In dem ehemaligen Verwaltungsgebäude sollen Wohnungen entstehen. Foto: SWSG

Stuttgarter Wohnungs- und Städtebaugesellschaft macht für 4,6 Millionen Euro am Fuße des Killesbergs aus Büros Ein- bis Vier-Zimmer-Wohnungen.

Stuttgart-Nord - Mehr als ein halbes Jahrhundert, von 1950 bis 2015, hatten die Beamte der Bundes-Wasserstraßen- und Schifffahrtsverwaltung ihre Schreibtische dort. Dann stand das Gebäude gegenüber vom Postdörfle an der Birkenwaldstraße leer. Die Beamten waren in die Heilbronner Straße 190 gezogen. Sie überwachen seither vom Bülow-Turm aus den Schiffsverkehr auf dem Neckar.

Mittlerweile packen in dem früheren Verwaltungsgebäude jedoch die Arbeiter kräftig an und krempeln das Gebäude für die Stuttgarter Wohnungs- und Städtebaugesellschaft (SWSG) um. Die hat das graublaue Walmdachhaus vergangenes Jahr von der Bundesanstalt für Immobilienaufgaben (BImA) gekauft und macht aus den Amtsstuben 23 geförderte Sozialmietwohnungen. Die Gesamtinvestition liegt bei rund 4,6 Millionen Euro,

7,50 Euro Miete pro Quadratmeter

Das ehemalige Verwaltungsgebäude wurde Ende der 60er Jahre um einen Anbau und Garagen erweitert. „Die Büroräume eigenen sich auf Grund ihres Zuschnitts sehr gut für den Umnutzung in Wohnungen“, stellt Samir Sidgi fest. Der Geschäftsführer der SWSG hat vor kurzem symbolisch vor Ort den Schlüssel von Michael Scharf, dem Leiter des BImA-Verkaufsteams Stuttgart erhalten.

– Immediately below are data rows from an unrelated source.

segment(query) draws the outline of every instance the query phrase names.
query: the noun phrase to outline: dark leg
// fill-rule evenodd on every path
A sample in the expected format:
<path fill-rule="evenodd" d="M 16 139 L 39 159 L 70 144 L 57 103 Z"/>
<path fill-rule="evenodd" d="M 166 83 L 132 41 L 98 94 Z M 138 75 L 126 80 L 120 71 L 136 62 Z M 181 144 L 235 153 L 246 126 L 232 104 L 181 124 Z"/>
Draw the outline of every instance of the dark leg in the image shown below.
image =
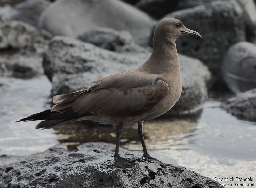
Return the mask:
<path fill-rule="evenodd" d="M 123 123 L 120 123 L 116 128 L 116 150 L 115 150 L 115 163 L 117 167 L 132 167 L 134 165 L 134 160 L 129 160 L 119 156 L 119 146 L 120 145 L 120 139 L 123 132 Z"/>
<path fill-rule="evenodd" d="M 140 139 L 140 142 L 141 142 L 141 145 L 142 145 L 142 147 L 143 148 L 143 156 L 145 159 L 145 161 L 148 161 L 151 162 L 156 162 L 163 166 L 165 167 L 167 167 L 161 161 L 155 158 L 151 157 L 149 154 L 148 154 L 148 150 L 146 147 L 145 140 L 144 140 L 144 136 L 143 135 L 143 128 L 142 128 L 143 124 L 143 122 L 138 122 L 138 130 L 139 137 Z"/>

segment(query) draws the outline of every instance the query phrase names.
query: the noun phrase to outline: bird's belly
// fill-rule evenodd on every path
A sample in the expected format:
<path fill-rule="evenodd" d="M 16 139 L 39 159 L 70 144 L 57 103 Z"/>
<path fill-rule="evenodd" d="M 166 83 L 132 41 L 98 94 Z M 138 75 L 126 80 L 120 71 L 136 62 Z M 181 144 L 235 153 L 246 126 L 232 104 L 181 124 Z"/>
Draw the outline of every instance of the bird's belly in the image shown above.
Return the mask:
<path fill-rule="evenodd" d="M 182 83 L 180 82 L 176 87 L 173 87 L 164 98 L 156 106 L 145 113 L 143 121 L 149 120 L 162 115 L 169 111 L 178 101 L 182 90 Z"/>
<path fill-rule="evenodd" d="M 120 122 L 124 125 L 135 124 L 153 119 L 162 115 L 171 109 L 180 98 L 182 90 L 181 81 L 176 85 L 172 85 L 167 95 L 164 99 L 151 109 L 144 113 L 137 116 L 122 117 L 109 117 L 93 115 L 85 116 L 81 120 L 88 120 L 102 124 L 118 125 Z"/>

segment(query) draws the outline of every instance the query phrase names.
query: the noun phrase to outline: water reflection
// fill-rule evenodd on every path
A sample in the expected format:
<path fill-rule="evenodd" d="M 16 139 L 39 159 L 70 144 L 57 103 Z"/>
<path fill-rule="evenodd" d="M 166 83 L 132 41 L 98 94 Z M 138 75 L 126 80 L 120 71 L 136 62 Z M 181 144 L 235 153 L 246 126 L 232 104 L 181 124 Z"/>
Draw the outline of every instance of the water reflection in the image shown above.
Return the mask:
<path fill-rule="evenodd" d="M 157 150 L 185 145 L 187 138 L 192 136 L 197 124 L 187 120 L 157 119 L 145 122 L 144 124 L 144 137 L 149 150 Z M 112 125 L 92 124 L 82 121 L 71 123 L 55 129 L 59 141 L 65 143 L 70 148 L 80 143 L 90 141 L 105 142 L 114 143 L 116 127 Z M 124 127 L 121 140 L 124 147 L 131 150 L 142 149 L 137 133 L 137 125 Z"/>
<path fill-rule="evenodd" d="M 37 122 L 14 122 L 48 108 L 51 87 L 45 76 L 29 80 L 0 77 L 0 155 L 29 155 L 58 143 L 54 130 L 35 129 Z"/>

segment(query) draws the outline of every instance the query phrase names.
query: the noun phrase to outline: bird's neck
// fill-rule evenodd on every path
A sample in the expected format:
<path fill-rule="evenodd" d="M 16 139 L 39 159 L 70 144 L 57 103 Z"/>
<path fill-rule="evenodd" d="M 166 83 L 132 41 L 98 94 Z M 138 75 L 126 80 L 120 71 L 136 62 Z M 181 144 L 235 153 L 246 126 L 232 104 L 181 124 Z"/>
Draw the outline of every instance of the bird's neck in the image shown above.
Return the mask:
<path fill-rule="evenodd" d="M 180 71 L 175 40 L 171 42 L 154 41 L 151 56 L 142 66 L 146 66 L 153 74 Z"/>

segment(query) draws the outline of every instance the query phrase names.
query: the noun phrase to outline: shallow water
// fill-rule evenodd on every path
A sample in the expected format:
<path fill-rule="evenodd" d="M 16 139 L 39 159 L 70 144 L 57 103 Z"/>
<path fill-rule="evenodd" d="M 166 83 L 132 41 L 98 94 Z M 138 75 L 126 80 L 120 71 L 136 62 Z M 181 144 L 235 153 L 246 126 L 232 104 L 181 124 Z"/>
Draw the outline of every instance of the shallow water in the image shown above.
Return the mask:
<path fill-rule="evenodd" d="M 50 107 L 51 85 L 45 76 L 29 80 L 2 78 L 1 83 L 0 155 L 31 154 L 59 142 L 70 149 L 85 142 L 115 143 L 116 127 L 110 125 L 106 128 L 83 122 L 40 131 L 34 128 L 37 122 L 14 123 Z M 155 157 L 162 155 L 159 157 L 165 162 L 177 163 L 212 178 L 256 178 L 255 123 L 227 113 L 218 100 L 205 103 L 196 122 L 165 119 L 145 122 L 148 149 Z M 136 126 L 125 126 L 122 138 L 123 147 L 142 149 Z"/>
<path fill-rule="evenodd" d="M 0 78 L 0 155 L 25 155 L 58 143 L 53 130 L 40 131 L 35 122 L 14 121 L 47 108 L 51 84 L 45 76 L 29 80 Z"/>

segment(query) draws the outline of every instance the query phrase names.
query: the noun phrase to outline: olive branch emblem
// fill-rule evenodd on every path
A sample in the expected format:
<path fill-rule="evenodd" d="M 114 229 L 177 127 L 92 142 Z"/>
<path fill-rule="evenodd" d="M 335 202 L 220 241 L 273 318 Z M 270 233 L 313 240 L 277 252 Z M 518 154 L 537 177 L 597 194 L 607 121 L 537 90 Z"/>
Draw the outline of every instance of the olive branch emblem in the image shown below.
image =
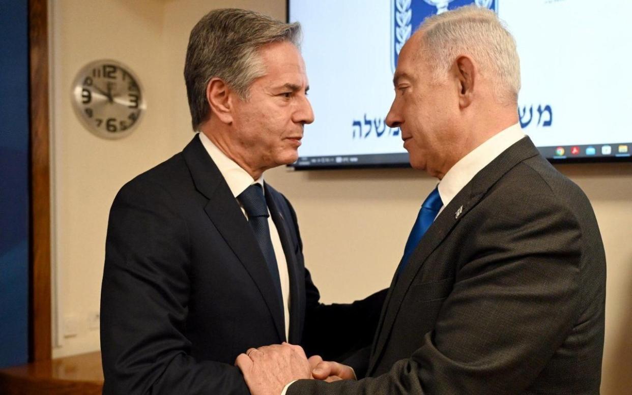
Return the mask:
<path fill-rule="evenodd" d="M 410 38 L 413 27 L 410 24 L 413 11 L 410 9 L 411 0 L 395 0 L 395 50 L 398 55 L 406 40 Z"/>

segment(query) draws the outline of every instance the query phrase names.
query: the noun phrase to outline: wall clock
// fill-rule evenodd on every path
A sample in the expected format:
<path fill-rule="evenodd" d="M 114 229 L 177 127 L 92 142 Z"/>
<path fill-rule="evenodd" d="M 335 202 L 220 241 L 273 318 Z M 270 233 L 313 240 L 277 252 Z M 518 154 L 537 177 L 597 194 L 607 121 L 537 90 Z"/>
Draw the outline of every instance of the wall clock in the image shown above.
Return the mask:
<path fill-rule="evenodd" d="M 138 77 L 128 67 L 111 60 L 91 62 L 79 71 L 73 83 L 72 101 L 83 126 L 107 139 L 129 135 L 146 107 Z"/>

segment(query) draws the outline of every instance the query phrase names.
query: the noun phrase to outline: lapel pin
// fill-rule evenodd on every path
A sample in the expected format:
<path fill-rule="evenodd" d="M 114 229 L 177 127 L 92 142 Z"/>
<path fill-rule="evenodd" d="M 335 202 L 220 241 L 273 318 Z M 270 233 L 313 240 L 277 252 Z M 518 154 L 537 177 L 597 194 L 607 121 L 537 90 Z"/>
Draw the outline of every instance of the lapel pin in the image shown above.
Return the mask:
<path fill-rule="evenodd" d="M 456 210 L 456 216 L 454 216 L 454 219 L 455 220 L 458 219 L 459 216 L 461 215 L 461 213 L 463 212 L 463 206 L 461 206 L 461 207 L 459 208 L 459 209 Z"/>

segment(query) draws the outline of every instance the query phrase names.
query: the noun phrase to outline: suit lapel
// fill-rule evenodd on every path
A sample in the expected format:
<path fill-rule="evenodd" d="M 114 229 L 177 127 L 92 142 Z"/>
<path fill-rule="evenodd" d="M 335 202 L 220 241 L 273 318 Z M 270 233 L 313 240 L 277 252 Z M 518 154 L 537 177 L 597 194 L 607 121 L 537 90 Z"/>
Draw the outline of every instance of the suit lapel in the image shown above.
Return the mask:
<path fill-rule="evenodd" d="M 204 211 L 250 274 L 267 305 L 279 338 L 285 339 L 283 311 L 263 254 L 241 209 L 217 166 L 196 136 L 183 151 L 195 187 L 209 202 Z"/>
<path fill-rule="evenodd" d="M 399 278 L 393 278 L 374 341 L 368 375 L 372 374 L 384 351 L 406 292 L 428 257 L 443 242 L 458 221 L 476 206 L 502 175 L 520 162 L 538 154 L 537 149 L 528 137 L 520 140 L 479 172 L 437 217 L 411 255 L 410 262 Z M 414 313 L 408 312 L 408 314 Z"/>
<path fill-rule="evenodd" d="M 295 245 L 292 242 L 290 236 L 290 231 L 288 228 L 286 220 L 289 218 L 285 218 L 283 211 L 279 207 L 280 202 L 276 198 L 278 196 L 278 192 L 274 191 L 267 184 L 264 183 L 265 190 L 265 200 L 268 204 L 268 208 L 270 209 L 270 214 L 272 217 L 272 221 L 276 227 L 277 232 L 279 233 L 279 239 L 281 239 L 281 245 L 283 247 L 283 254 L 285 256 L 285 261 L 288 265 L 288 274 L 289 280 L 289 331 L 288 331 L 289 339 L 288 341 L 293 344 L 298 344 L 300 339 L 300 323 L 303 322 L 301 319 L 302 312 L 301 311 L 301 295 L 305 293 L 305 281 L 301 282 L 298 279 L 298 262 L 296 261 L 296 256 L 295 254 Z M 303 288 L 301 292 L 301 287 Z"/>

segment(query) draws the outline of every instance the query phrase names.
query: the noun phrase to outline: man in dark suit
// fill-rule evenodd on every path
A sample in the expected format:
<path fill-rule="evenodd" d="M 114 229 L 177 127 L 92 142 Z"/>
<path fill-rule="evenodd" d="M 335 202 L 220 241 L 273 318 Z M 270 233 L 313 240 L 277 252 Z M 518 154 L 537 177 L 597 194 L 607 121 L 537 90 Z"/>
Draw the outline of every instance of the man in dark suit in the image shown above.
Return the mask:
<path fill-rule="evenodd" d="M 110 213 L 104 394 L 246 394 L 234 363 L 248 348 L 336 358 L 370 343 L 386 292 L 320 305 L 295 211 L 262 179 L 296 160 L 313 120 L 299 33 L 233 9 L 193 29 L 185 78 L 200 133 L 126 184 Z"/>
<path fill-rule="evenodd" d="M 521 132 L 520 76 L 513 38 L 489 10 L 433 16 L 405 44 L 387 123 L 413 167 L 440 182 L 373 345 L 346 361 L 355 375 L 320 363 L 319 378 L 351 379 L 331 383 L 292 382 L 309 375 L 296 347 L 242 354 L 254 395 L 599 393 L 601 237 L 584 194 Z"/>

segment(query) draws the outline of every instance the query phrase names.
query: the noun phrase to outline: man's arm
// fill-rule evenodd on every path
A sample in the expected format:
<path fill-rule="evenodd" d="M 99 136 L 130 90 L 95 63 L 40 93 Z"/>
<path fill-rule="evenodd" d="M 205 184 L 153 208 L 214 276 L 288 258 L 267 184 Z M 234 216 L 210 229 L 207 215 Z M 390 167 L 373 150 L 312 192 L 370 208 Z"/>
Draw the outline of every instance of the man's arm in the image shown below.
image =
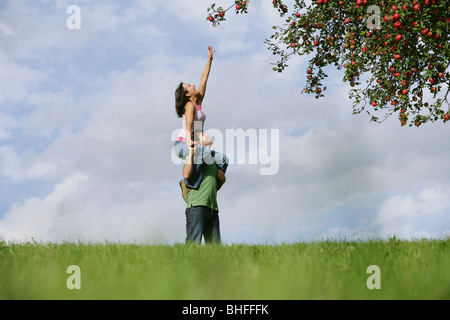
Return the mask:
<path fill-rule="evenodd" d="M 227 179 L 225 178 L 225 173 L 223 173 L 223 171 L 220 169 L 217 169 L 217 179 L 219 180 L 217 183 L 217 191 L 219 191 L 225 181 L 227 181 Z"/>

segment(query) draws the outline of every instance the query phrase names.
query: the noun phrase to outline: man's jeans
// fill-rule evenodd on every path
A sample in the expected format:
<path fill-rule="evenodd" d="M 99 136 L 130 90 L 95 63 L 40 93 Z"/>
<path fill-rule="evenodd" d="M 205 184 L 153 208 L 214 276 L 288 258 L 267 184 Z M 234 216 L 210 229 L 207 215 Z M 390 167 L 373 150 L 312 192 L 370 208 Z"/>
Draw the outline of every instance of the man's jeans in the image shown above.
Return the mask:
<path fill-rule="evenodd" d="M 220 244 L 219 212 L 208 207 L 186 208 L 186 244 Z"/>

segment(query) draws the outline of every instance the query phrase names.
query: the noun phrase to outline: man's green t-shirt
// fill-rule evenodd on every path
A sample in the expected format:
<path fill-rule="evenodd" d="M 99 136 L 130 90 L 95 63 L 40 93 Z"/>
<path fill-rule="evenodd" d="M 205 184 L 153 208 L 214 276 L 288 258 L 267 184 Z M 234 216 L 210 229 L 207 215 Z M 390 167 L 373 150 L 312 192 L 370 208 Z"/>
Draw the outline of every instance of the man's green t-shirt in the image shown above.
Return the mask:
<path fill-rule="evenodd" d="M 187 196 L 186 208 L 205 206 L 219 211 L 217 205 L 217 167 L 216 164 L 207 164 L 203 168 L 204 175 L 200 187 L 191 189 Z"/>

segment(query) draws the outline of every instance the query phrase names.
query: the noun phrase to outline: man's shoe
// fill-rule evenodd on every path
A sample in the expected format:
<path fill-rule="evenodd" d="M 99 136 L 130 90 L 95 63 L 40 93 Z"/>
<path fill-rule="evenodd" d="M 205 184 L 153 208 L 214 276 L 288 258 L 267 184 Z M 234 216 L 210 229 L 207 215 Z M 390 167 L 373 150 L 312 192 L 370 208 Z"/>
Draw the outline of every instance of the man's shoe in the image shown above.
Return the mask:
<path fill-rule="evenodd" d="M 190 189 L 186 186 L 186 183 L 184 180 L 180 181 L 180 188 L 181 188 L 181 194 L 183 195 L 183 199 L 185 202 L 187 202 L 187 195 L 190 191 Z"/>

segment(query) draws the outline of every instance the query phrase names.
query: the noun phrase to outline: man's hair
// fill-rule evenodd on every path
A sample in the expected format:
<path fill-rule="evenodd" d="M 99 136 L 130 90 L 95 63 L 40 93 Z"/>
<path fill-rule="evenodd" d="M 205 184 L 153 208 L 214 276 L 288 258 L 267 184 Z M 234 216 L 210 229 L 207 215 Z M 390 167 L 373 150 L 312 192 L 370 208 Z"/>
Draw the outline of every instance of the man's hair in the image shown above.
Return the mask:
<path fill-rule="evenodd" d="M 175 90 L 175 111 L 179 118 L 184 115 L 186 104 L 189 98 L 186 96 L 186 90 L 183 87 L 183 82 L 180 82 L 177 90 Z"/>

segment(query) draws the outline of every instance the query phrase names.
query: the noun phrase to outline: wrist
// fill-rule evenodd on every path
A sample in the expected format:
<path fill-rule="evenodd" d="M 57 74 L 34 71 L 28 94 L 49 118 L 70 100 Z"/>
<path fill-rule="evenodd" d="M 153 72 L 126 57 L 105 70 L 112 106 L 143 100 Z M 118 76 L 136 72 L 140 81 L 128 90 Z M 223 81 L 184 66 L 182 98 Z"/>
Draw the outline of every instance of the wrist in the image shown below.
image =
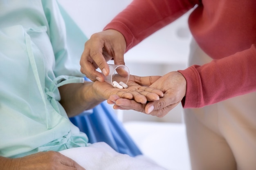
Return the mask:
<path fill-rule="evenodd" d="M 16 170 L 18 169 L 19 159 L 11 159 L 0 157 L 0 170 Z"/>

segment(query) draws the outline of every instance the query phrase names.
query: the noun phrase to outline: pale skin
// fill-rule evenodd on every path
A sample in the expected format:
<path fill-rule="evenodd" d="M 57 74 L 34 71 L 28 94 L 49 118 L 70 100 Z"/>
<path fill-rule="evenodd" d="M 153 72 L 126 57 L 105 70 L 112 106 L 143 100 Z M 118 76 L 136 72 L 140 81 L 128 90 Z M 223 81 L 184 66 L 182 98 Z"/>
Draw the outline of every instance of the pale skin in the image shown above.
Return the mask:
<path fill-rule="evenodd" d="M 141 86 L 151 84 L 157 76 L 140 77 L 130 75 L 128 88 L 114 88 L 106 82 L 86 82 L 66 84 L 59 87 L 60 103 L 69 117 L 75 116 L 85 110 L 93 108 L 111 95 L 145 104 L 147 101 L 159 100 L 163 93 L 159 90 Z M 72 159 L 52 151 L 40 152 L 19 158 L 0 157 L 0 170 L 85 170 Z"/>
<path fill-rule="evenodd" d="M 116 30 L 109 29 L 94 34 L 85 44 L 80 60 L 81 71 L 92 81 L 103 82 L 103 75 L 96 69 L 99 68 L 105 75 L 108 75 L 109 69 L 107 62 L 109 60 L 113 58 L 116 64 L 124 64 L 126 48 L 124 36 Z M 150 84 L 140 84 L 160 90 L 164 96 L 159 100 L 141 104 L 113 95 L 108 100 L 108 103 L 114 104 L 115 109 L 133 109 L 163 117 L 180 103 L 186 95 L 186 82 L 177 71 L 168 73 L 152 82 Z"/>

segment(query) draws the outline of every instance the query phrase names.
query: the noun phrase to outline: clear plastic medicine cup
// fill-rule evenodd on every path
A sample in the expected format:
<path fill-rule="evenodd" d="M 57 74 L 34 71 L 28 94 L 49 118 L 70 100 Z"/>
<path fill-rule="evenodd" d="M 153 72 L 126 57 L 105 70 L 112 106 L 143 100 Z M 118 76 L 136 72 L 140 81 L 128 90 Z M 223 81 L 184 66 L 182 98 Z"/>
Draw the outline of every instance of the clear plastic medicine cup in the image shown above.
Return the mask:
<path fill-rule="evenodd" d="M 115 81 L 118 83 L 123 82 L 127 84 L 129 80 L 130 71 L 128 68 L 124 65 L 116 65 L 108 64 L 109 74 L 106 76 L 104 75 L 105 82 L 113 86 L 113 82 Z"/>

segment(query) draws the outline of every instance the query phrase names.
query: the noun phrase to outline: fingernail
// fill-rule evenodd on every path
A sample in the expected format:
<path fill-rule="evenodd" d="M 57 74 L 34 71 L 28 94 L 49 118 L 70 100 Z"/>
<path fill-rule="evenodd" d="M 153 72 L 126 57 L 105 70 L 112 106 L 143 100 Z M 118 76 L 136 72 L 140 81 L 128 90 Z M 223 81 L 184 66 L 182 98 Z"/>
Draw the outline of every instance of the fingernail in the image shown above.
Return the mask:
<path fill-rule="evenodd" d="M 102 69 L 102 73 L 103 73 L 103 74 L 104 74 L 105 75 L 107 75 L 107 71 L 106 69 L 105 69 L 105 68 Z"/>
<path fill-rule="evenodd" d="M 101 82 L 101 78 L 99 77 L 96 77 L 96 79 L 99 81 L 99 82 Z"/>
<path fill-rule="evenodd" d="M 154 106 L 150 106 L 148 109 L 148 112 L 146 113 L 150 113 L 152 111 L 153 111 L 154 108 L 155 107 L 154 107 Z"/>

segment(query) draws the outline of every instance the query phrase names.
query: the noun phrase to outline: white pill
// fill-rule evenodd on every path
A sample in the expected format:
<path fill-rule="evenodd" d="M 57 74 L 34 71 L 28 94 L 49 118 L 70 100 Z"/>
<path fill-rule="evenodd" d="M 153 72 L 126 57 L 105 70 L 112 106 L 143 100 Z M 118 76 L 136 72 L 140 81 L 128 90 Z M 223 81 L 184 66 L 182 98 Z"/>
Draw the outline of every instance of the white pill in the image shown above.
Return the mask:
<path fill-rule="evenodd" d="M 128 88 L 128 85 L 123 82 L 120 82 L 120 83 L 119 83 L 119 84 L 125 88 Z"/>
<path fill-rule="evenodd" d="M 119 84 L 116 84 L 115 83 L 115 84 L 113 83 L 113 85 L 114 85 L 114 87 L 116 87 L 118 88 L 120 88 L 120 89 L 121 89 L 122 88 L 124 88 L 122 86 L 120 85 Z"/>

Entstehen soll am Fuß des Killesbergs bezahlbarer Wohnraum zum Quadratmeterpreis von 7,50 Euro. „Die sehr begehrte Lage ließe auch im öffentlich geförderten Bereich eine deutlich höhere Miete zu“, sagt Sidgi. Der Mietpreis für die Wohnungen liegt mit 7,50 Euro 33 Prozent unter den Vergleichsmieten in Stuttgart. Im Gegenzug dafür, dass die SWSG bei 7,50 Euro pro Quadratmeter einen Strich zieht, gibt es aus dem Topf der Förderung Wohnungsbau Baden-Württemberg (früher: Landeswohnraumförderungsprogramm) 3,3 Millionen Euro Zuschuss.

Zügig an den Start konnten die Bauarbeiten gehen, weil kein neuer Bebauungsplan notwendig war. Entstehen sollen drei Ein-Zimmer Appartements mit 31 bis 44 Quadratmetern, elf Zwei-Zimmer-Wohnungen mit etwa 41 bis 58 Quadratmetern sowie drei Drei-Zimmer-Wohnungen mit um die 70 Quadratmetern und sechs Vier-Zimmer-Wohnungen zwischen 77 und 89 Quadratmetern.

Läuft alles nach Plan, können die ersten Mieter bereits im Frühjahr nächstes Jahr einziehen.